A peine passée l’entrée, le Centre Saartlie Baartman, dans la banlieue de la mégapole sud-africaine du Cap, vous accueille avec une curieuse mosaïque. Un visage de femme, hérissé de branches couvertes de feuilles multicolores.
« Le visage symbolise les femmes brisées qui arrivent au centre. Les branches leur guérison, leur développement et leur reconstruction grâce aux programmes que nous offrons », explique la directrice du centre, Bernadine Bachar.
Installée dans le quartier d’Athlone, sa structure déborde en permanence. Quelque 120 femmes victimes de violences s’y pressent tout au long de l’année avec leurs enfants.
Depuis plusieurs semaines, l’Afrique du Sud gronde de marches de protestation contre les violences faites aux femmes, après une série de meurtres qui a choqué l’opinion. Parmi eux, celui d’une étudiante du Cap, violée et tué dans un bureau de poste.
Selon la ministre des Femmes, Maitre Nkoana-Mashabane, plus de 30 femmes ont été tuées par leur conjoint en août.
Les statistiques annuelles de la criminalité publiées la semaine dernière ont recensé une moyenne de 110 viols par jour l’an dernier, un chiffre en hausse de 4%.
Sommé de réagir, le président sud-africain Cyril Ramaphosa a promis de durcir la répression des féminicides et des crimes sexuels. Il doit en dévoiler les détails mercredi après-midi devant les deux chambres du Parlement.
Pour la directrice du centre d’Athlone Bernadine Bachar, il y a urgence : « Nous avons constaté ces derniers mois, une forte recrudescence des violences faites aux femmes, non seulement le nombre de victimes augmente, mais en plus leurs blessures sont bien plus graves qu’avant… ».

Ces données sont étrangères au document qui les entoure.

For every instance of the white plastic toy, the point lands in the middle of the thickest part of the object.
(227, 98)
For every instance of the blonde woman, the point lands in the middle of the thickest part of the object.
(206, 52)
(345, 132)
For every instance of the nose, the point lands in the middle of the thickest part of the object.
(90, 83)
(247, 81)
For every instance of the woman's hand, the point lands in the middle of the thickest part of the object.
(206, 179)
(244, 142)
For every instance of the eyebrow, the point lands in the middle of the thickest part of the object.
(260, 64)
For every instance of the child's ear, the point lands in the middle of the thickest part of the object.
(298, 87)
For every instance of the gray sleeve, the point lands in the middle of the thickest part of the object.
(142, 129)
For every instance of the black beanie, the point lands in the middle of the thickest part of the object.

Plus de brûlures, notamment des jets d’eau bouillante en pleine figure, et plus de blessures par arme blanche, précise-t-elle.
La police insensible
A l’origine de cette recrudescence, cette militante chevronnée de la cause féminine cite la consommation d’alcool et de drogues, en hausse dans le pays, la pauvreté et le chômage endémique (29% dans le pays) qui, selon elle, génère les pertes de contrôle de soi à l’origine des violences.
Bernadine Bachar reproche aussi aux autorités leur manque d’engagement sur la question, à commencer par le mauvais accueil réservé aux victimes par la police : « C’est une des difficultés que nous voyons au quotidien, le traitement insensible de la police », regrette-t-elle.

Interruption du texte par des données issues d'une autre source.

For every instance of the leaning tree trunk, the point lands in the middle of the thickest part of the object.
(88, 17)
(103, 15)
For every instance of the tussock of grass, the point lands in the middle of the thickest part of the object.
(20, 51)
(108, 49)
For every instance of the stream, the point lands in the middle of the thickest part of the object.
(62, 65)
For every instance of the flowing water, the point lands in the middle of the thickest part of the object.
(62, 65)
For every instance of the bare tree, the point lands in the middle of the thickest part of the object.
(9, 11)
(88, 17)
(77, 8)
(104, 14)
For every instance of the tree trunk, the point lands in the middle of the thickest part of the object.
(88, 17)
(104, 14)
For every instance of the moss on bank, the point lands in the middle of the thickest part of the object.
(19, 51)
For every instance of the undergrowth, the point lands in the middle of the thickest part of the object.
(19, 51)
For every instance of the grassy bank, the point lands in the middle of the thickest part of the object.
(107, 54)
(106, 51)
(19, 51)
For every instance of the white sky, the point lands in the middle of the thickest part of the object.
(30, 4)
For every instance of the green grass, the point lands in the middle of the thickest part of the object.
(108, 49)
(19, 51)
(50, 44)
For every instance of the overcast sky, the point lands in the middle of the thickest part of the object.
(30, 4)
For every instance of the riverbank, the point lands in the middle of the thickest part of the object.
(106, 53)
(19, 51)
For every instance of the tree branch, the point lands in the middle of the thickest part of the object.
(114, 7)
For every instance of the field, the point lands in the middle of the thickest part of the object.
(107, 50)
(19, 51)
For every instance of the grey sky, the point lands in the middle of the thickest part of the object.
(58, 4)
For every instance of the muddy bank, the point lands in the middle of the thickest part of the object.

Rachel Petersen, 44 ans, en a fait l’amère expérience. Résidente du centre, elle a été battue des années par son mari, au point d’envisager de se suicider avec ses enfants.

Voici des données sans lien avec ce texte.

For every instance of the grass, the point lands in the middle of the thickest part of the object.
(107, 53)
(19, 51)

Bernadine Bachar prêche pour l’indispensable formation des officiers de police chargés d’accueillir les victimes.
Au-delà, elle insiste sur la nécessité absolue de renforcer les moyens alloués à leur protection, notamment en renforçant l’aide financière aux centres d’accueil comme le sien.
Plus de fonds
« Le département des affaires sociales ne nous donne que 40% du budget annuel dont nous avons besoin. Ça veut dire un déficit de 6 millions de rands (370.000 euros environ », regrette la directrice, contrainte de lever des fonds privés pour le combler.
Pour exiger un effort de l’Etat, Bernadine Bachar a manifesté ce mercredi, avec d’autres responsables de centres d’accueil devant le Parlement pendant le discours du chef de l’Etat pour exiger un engagement significatif de l’Etat : « Avec plus de fonds. On pourrait offrir nos services à beaucoup plus de survivantes », plaide-t-elle.